I’m going to start with one of my favs, Ms. Bossypants, Tina Fey.
She ain’t no fashion lady but she got her start in the rough and tumble world of improvisational theater. I’m not an expert in this at all but I know the first thing you learn in improv is to say “yes, and….” One actor sets a scene by possibly saying, “What a lovely day for a picnic.” Then the next actor builds on that by saying something like, “Yes, and I hope the bees will leave us alone.” You can already tell where the scene can go just in two lines of dialogue. Perhaps in a few more exchanges, it’s escalated to an intense bee war or something. The possibilities are endless. Tina has said that this way of thinking shaped her career as well with the idea that saying “yes” opened her up to options she didn’t know were possible or that she was quite yet capable of doing. She said, “‘Say yes, and you’ll figure it out afterward” has helped me to be more adventurous. It has definitely helped me be less afraid.”
Slightly intimidating, crazy successful, COO, superwoman Sheryl Sandberg just published her book, Lean In, in which she discusses women in the workplace, families, careers, and relationships. It’s based on her TED Talk from 2010 (watch it!) in which she offers a few simple suggestions for women to become successful. She has some impossibly heavy hitters behind her like Oprah, Elizabeth Warren and Melinda Gates. However, I wanted to highlight a blog post by Gloria Steinem who speaks to the one thing that I think can totally eradicate fear. She writes, “Only the birth of the women’s movement made a difference [to me], not because it took away my fear, but because it gave me something I was desperate to say.” If you find something you’re passionate about, if you tie your work, ideas, vision into a passion or a love, you can overcome any intimidation.

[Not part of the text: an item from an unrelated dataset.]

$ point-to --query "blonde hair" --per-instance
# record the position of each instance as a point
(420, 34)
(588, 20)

There’s a lot of pressure to grab the bull by the horns and be aggressive. It’s not my style at all and I feel a ton of pressure when I am asked to do so. There’s a young writer named Tavi Gevinson who founded the smart, funny and chocked full of pop culture magazine, rookiemag. (read it!) She did a TEDx talk in 2012 called “A teen just trying to figure it out” that I think even adults can relate to. During it she says, “What makes a strong female character is a character who has weaknesses, who has flaws, who is maybe not immediately likable but eventually relatable.” You don’t have to know everything. You don’t have to have overwhelming confidence. You don’t have to be a scary fashion lady to be successful.
Another way to deal with fears is to examine what Angela Lee Duckworth describes in her TEDxBlue talk as your “grit.” This is the hardest concept to swallow because it’s about practice and tenacity and most people don’t want to do that. “It’s being in a very uncomfortable place, for some part of your day, working extremely hard, and then to get up and do it all over again. And again. And again.” You will have to get out of your comfort zone one day. You’ll probably have to do it a few times. But as Susan Jeffers said, “Feel the fear and do it anyway.”
Finally, here’s some practical things to do if you want to be a part of fashion and be informed. (Lack of information is often the source of fear.) This is just the beginning but these are the best places to start:
Read the following whenever you can:
Check out these places:
Keep up with events:
Join a few organizations:
Most fear erupts because, just like in a scary movie, you wait for it to come to you. But YOU will say “yes” and go try and find it even if you have no idea how. You’ll identify your passion and let that do the heavy lifting. You’ll embrace your flaws and intimidation and do what you can anyway. And, you’ll persevere. Why? Because I’m a scary fashion lady and I said so.